Nowhere in the world does the construction of homes get at much scrutiny as in Israel and the territories in the West Bank. Israel approved construction of 455 homes. That's got top billing at Drudge Report for the moment, and it also has significant coverage in the New York Times, Washington Post, and other major outlets.
Why?
The construction of new Israeli communities is not now, and has never been, a stumbling block to a peace deal.
Let's start with the basics. Note that the media reports call these settlements, even if they are nothing more than homes approved by the government to expand existing communities. They are also homes. Nothing more.
Homes can change ownership. Israel has proven that twice - and the lessons have not apparently been learned by the media covering such instances.
In the first, Israel withdrew from major communities in Sinai as part of the comprehensive peace accord between Israel and Egypt in 1979. Israel forcibly removed its citizens from those communities in the name of peace.
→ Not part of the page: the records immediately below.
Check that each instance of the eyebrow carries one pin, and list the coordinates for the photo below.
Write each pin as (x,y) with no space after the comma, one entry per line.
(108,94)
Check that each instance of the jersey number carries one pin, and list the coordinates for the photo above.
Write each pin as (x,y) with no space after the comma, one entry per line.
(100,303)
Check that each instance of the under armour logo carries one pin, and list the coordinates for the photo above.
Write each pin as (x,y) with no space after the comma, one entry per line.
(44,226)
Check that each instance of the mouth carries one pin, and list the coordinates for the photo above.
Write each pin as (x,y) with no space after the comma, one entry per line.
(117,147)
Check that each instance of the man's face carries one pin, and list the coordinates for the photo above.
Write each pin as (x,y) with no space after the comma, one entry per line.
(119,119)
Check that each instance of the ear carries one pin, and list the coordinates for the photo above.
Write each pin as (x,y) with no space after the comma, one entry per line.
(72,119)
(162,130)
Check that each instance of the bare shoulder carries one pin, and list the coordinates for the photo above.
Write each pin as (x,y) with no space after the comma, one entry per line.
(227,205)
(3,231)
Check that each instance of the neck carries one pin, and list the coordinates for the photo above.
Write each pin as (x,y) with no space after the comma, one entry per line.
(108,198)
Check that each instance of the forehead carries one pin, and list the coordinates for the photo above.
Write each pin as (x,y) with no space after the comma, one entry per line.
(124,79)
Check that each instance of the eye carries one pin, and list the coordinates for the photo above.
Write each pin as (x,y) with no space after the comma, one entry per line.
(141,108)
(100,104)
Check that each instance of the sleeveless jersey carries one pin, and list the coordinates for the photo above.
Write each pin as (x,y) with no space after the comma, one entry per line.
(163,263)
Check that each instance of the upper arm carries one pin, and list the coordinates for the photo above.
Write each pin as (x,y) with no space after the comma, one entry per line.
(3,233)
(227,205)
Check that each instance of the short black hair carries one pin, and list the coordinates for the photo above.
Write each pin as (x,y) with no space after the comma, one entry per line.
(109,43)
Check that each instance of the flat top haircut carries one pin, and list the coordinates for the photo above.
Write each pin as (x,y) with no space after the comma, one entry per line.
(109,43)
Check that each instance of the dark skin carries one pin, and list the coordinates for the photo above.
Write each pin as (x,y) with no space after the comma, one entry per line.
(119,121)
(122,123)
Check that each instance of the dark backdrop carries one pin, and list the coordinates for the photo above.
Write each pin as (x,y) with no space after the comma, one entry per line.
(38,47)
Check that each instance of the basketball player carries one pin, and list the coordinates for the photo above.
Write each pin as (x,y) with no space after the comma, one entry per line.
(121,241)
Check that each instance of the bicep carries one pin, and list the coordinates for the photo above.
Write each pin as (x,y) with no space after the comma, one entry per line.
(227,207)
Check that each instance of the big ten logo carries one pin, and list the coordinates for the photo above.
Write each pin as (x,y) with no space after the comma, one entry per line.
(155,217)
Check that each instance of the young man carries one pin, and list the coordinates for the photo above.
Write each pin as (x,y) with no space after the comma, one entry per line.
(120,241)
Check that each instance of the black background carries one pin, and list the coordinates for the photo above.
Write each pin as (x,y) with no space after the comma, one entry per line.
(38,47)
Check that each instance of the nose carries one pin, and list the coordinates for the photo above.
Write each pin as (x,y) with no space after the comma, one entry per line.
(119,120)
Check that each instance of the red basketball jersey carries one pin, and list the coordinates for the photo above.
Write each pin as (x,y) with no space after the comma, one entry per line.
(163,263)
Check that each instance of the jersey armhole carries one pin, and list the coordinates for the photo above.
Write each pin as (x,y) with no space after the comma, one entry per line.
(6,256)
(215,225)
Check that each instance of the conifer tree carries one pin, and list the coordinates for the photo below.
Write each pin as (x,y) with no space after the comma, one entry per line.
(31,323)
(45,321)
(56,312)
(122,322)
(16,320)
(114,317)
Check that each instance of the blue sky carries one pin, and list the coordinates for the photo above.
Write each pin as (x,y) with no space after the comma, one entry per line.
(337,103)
In the second, Israel again forcibly removed Israeli citizens from communities located in Gaza, as part of the 2005 Gaza disengagement plan. That too was in the name of peace, but the Gazans instead turned those communities into terror training camps, rocket and mortar launching platforms, and generally destroyed the infrastructure that remained.
Yet, the media and the Obama Administration are trying to get Israel to curtail the construction of these homes to restart the peace process. The problem remains, as it has been, that Israel lacks a partner in peace. The Palestinian Authority has refused to accept two comprehensive offers for peace - without even the courtesy of a counterproposal. Arafat refused to accept a deal in 2000. Abbas refused to accept a similar deal from Olmert last year. Both would have led to a 2-state solution, but neither would have given the Palestinians what they want most - the ability to resettle in Israel and fundamentally alter the demographics to an extent that it would destroy Israel's very character within a matter of years.
When Israel finally has a partner for peace that accepts a two-state solution with Israel as a Jewish state alongside the Palestinians, then the peace process will actually move forward. The whole kerfuffle over home construction is a sideshow designed to confuse and obfuscate the true nature of the ongoing conflict, which at its core boils down to the fact that the Palestinians refuse to accept Israel's existence at all. Hamas and Fatah both refuse to accept this; both refuse to accept the goals of Oslo.
Hamas has no intention of relinquishing control over Gaza, where they're under assault from terrorists who are even more extreme than they are. Those terrorists want to turn Gaza into an Islamic emirate and are aligned and affiliated with al Qaeda. There's no incentive for them to moderate their views, all while they keep Gazans impoverished and have such a reckless disdain for human life. Hamas sees Gazans as nothing more than cannon fodder and propaganda opportunities.
Fatah maintains a veneer of legitimacy, but that's only when compared to Hamas. They maintain a grip on the West Bank only because the West continues to support the regime, while many on the ground are more radical and support Hamas. The occasional outbreak of violence between Hamas and Fatah shows that the deep divisions among the Palestinians remains, and the fact that Hamas and Fatah leaders manage to live a comfortable existence while keeping many of their fellow Palestinians in refugee camps in the hopes of resettling them inside Israel (beyond the Green Line) shows the delusional nature of the Palestinian aspirations and goals.
The Obama Administration's push to move forward on the peace process shows that he sides with Palestinian aspirations and engages in the pseudoreality that diplomats have labored under for years. They ignore the rhetoric and propaganda spewing forth from Palestinian and Arab media sources calling for Israel's destruction, while playing up the few ambivalent words calling for a 2-state solution. It's the words spoken by Palestinian leaders to the Palestinians that carry the real weight. When Palestinian leaders have called for Israel's destruction for generations, it becomes ingrained and part of the very psyche of the Palestinian polity. A Palestinian leader who pursues peace under those circumstances is facing a death sentence. He will not last long in the face of pressure from his own group, let alone the more extremist terrorists. They will not labor to fulfill a peace deal, because that too would mean confronting terrorists within their midst who consider anyone who isn't pursuing Israel's destruction openly and overtly to be an appeaser and sellout of Palestinian nationhood.